かすかに車のエンジンの音が聞こえました。表通りの方からでした。どうやらジムの近くに停車しているようです。直感的にその車に乗っているのが敵のポケモントレーナーだと思いました。とっさに逃げることを考えました。ここは家の近所、もし見つかると名前と住処がばれるかもしれません。「よくもわしのギャラドスをめたくそにやっつけてくれたのォ!オオン?!」みたいに家にこられたら迷惑です。

迷いましたが戦いを続行することにしました。表通りからはこちらは見えていないはずです。それにもし仮に私のいる場所がばれたとして、自分のポケモンを倒されたことに激高したトレーナーが車から躍り出てこちらに狙いを定めて殴り込んできても、私のいる場所に到着するまで10秒はかかるはずです。逃げ切れる、と思いました。ここはマイホームタウン。ありとあらゆる道に精通しています。道とも言えないような家と家のあいだの隙間、溝のなかを通り抜ける猫の道。逃げ切れると確信しました。念のため路地に入っていてよかった。何も考えずに表通りにいたら、敵のポケモントレーナーと鉢合わせしていました。

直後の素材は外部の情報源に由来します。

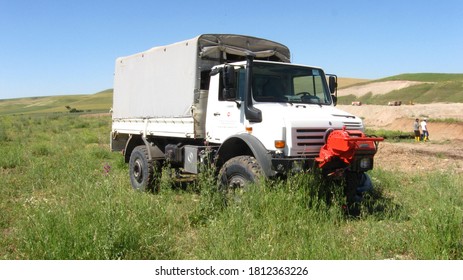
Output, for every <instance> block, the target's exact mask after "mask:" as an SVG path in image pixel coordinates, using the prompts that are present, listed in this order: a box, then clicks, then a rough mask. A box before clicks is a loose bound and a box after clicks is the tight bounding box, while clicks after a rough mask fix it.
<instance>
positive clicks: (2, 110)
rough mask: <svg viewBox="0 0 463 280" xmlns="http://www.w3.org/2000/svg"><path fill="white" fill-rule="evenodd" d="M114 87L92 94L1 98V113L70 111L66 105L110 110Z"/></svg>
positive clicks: (97, 110)
mask: <svg viewBox="0 0 463 280" xmlns="http://www.w3.org/2000/svg"><path fill="white" fill-rule="evenodd" d="M112 92H113V91H112V89H108V90H105V91H101V92H98V93H95V94H90V95H63V96H46V97H29V98H18V99H4V100H0V115H12V114H50V113H63V112H69V110H68V109H66V106H69V107H70V108H76V109H77V110H81V111H83V112H84V113H88V112H105V113H107V112H109V110H110V108H111V107H112Z"/></svg>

ですがあまり時間はかけるわけにはいきません。やると決めたら即座に行動。弱っているカビゴンには真田(ハッサム)、赤いギャラドスにはイブき吾郎(サンダース)をぶつけました。ちょちょいのパッパでCPを減らし、ついにはジムを破ることに成功しました。真田たちの回復も後回しにして、ジムにこはく(カイリュー)を配置しました。

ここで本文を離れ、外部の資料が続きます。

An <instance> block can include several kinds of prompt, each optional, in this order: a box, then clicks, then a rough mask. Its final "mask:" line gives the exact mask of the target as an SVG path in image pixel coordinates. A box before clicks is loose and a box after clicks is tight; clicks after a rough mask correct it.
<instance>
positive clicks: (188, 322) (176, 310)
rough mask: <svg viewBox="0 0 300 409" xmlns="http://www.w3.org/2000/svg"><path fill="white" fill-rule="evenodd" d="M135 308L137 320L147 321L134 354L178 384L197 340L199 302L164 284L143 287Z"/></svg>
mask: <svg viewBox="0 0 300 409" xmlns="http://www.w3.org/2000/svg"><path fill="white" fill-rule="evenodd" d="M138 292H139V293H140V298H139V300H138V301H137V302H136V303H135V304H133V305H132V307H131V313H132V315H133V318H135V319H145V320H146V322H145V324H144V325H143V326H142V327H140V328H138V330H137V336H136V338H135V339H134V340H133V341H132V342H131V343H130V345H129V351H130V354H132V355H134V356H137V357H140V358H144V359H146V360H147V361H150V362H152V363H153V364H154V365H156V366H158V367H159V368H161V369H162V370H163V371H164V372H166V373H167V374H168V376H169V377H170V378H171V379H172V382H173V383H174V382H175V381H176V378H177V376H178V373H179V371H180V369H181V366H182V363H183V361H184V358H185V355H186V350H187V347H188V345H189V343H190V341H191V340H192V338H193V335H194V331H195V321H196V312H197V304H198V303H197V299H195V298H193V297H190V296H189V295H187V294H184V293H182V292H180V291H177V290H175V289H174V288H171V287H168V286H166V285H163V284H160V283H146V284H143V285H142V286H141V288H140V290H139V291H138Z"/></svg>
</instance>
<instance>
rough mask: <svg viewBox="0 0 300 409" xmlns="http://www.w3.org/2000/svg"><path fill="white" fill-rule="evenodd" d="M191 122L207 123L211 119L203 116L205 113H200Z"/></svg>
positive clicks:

よろしく頼む、今は午後10時だ、朝まで持ちこたえるんだこはく、きっと50コインもって帰ってくるんだぞ。そんなことを考えていたおれには隙ができていたんでしょう。角の向こうに何かが近付いていたことに気がつきませんでした。突然「カササササササッ!!」という音がしました。油断していたから本当にビックリしました。瞬間、私は全力で走りました。表通りと反対の方向へ、直線を走り抜け、角をいくつも曲がり、坂を駆け上がりました。途中何度か振り返ったけれど、人影は見えませんでした。ビックリした。本当にビックリした。あれはなんだったんだろう。